The reference piece for this post is, well, a little different...



So, as you move along in life, you`re engaging a constant stream of mental action, much of it built around defining and redefining the situation, your self and your role, the roles of others relative to you, and objects. This is your narrative.

Now, the reference above (and the term narrative itself) are obviously distorted; we plainly don`t narrate every piece of what we`re thinking and doing to ourselves quite like that. But what we actually do is similar in all the right ways for this to be a sense-making way to discuss it.

A situation arises.

You assess the situation, as it is presented to you through your natural senses and nurtured conditioning, and attach meaning to it by means of your ongoing narrative. These meanings are generally decided by habit (apples are usually food, not thrown weapons), but meanings can be shifted as needed.

The past informs this narrative with habitual meanings, memories of past pains and pleasures, associations of all sorts. The future likewise informs the narrative. We imagine the reactions of others and of objects, as well as of total systems. We can plan around them. And all of this is intimately tied in with goals. Finish the essay, have lunch, win the game, find love, share the big idea, get away with all of it for another day.
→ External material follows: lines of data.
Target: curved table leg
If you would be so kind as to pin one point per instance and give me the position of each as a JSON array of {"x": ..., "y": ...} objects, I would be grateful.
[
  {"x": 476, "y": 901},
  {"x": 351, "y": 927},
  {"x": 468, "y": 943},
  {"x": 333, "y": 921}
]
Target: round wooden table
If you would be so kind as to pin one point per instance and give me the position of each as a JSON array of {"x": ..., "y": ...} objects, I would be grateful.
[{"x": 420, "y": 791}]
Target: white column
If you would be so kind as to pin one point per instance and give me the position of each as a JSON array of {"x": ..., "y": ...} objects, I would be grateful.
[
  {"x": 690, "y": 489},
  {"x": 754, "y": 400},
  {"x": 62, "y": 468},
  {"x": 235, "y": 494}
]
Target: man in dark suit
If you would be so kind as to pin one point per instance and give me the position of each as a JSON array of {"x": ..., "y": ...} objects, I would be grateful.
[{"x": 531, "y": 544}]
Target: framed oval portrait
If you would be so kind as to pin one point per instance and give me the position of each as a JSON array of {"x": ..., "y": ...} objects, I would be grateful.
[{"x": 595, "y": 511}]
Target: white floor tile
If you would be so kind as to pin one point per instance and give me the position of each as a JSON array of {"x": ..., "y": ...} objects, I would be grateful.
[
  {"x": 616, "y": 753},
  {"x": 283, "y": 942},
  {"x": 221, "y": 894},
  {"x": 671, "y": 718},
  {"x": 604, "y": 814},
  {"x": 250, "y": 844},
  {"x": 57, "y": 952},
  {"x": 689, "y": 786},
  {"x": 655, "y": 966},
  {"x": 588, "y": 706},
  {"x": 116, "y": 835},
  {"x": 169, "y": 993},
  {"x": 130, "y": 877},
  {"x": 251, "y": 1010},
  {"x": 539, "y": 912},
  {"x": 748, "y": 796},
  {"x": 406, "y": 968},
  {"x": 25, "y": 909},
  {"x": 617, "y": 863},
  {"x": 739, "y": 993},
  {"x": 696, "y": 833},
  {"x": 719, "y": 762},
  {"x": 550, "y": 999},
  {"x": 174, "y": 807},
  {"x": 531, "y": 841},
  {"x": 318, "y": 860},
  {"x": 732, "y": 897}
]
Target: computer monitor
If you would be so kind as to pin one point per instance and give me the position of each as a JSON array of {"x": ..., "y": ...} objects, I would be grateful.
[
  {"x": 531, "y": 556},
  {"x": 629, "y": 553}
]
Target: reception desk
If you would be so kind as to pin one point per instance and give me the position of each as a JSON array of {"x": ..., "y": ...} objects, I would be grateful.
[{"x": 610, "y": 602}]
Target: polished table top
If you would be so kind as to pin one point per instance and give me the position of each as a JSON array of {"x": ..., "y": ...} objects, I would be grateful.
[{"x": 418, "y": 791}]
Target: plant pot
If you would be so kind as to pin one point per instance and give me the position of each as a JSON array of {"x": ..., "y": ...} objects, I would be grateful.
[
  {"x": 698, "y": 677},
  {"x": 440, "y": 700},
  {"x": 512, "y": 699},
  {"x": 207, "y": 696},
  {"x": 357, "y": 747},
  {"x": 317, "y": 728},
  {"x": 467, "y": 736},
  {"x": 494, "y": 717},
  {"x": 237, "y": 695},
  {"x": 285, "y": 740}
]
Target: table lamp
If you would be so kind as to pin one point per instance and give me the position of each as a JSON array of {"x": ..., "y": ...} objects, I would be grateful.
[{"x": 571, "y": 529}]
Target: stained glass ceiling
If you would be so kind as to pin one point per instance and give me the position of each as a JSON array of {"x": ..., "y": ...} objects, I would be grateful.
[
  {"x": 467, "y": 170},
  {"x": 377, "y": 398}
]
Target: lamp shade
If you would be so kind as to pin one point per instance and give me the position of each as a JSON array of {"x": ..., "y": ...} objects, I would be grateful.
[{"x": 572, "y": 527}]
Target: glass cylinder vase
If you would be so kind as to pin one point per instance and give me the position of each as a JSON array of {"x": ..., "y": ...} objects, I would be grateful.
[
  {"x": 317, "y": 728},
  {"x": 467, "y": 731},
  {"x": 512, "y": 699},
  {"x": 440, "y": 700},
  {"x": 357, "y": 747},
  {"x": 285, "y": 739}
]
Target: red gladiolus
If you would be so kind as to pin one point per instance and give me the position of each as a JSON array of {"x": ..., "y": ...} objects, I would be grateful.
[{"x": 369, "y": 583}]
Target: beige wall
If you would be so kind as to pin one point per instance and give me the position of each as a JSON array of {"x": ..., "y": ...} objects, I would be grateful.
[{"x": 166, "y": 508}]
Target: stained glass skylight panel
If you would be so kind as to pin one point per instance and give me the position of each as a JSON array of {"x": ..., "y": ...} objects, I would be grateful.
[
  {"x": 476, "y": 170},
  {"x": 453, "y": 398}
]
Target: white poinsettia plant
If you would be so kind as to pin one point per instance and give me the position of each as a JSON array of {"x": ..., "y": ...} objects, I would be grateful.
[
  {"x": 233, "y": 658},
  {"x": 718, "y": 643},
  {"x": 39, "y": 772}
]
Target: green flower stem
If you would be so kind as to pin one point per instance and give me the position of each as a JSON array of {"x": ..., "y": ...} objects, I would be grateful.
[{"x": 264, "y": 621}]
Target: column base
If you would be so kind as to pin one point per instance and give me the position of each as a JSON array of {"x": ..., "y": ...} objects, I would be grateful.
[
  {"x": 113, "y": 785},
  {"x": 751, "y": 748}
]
Now, some fun ideas that fly out from this...
  • When you operate entirely off conditioning or reflex, you`re not wholly you. Sometimes this is awful; too much of it, and you feel like your life is robotic. Other times, it can be deeply needed - doing something familiar to relax and hang your brain up for a while.
  • Your narrative can act as a tool for rationalization just as easily as a tool for comprehension. You can take actions you don`t even understand, justifying them after the fact by describing them differently as you flow along.
  • If you want to understand someone in more than an imagined fashion, you can`t do it in a pick-apart way. You need to engage their narrative - you might even need to effectively submerge into it. If that`s true, the act of understanding someone fully will almost always be transformative for the person doing the understanding.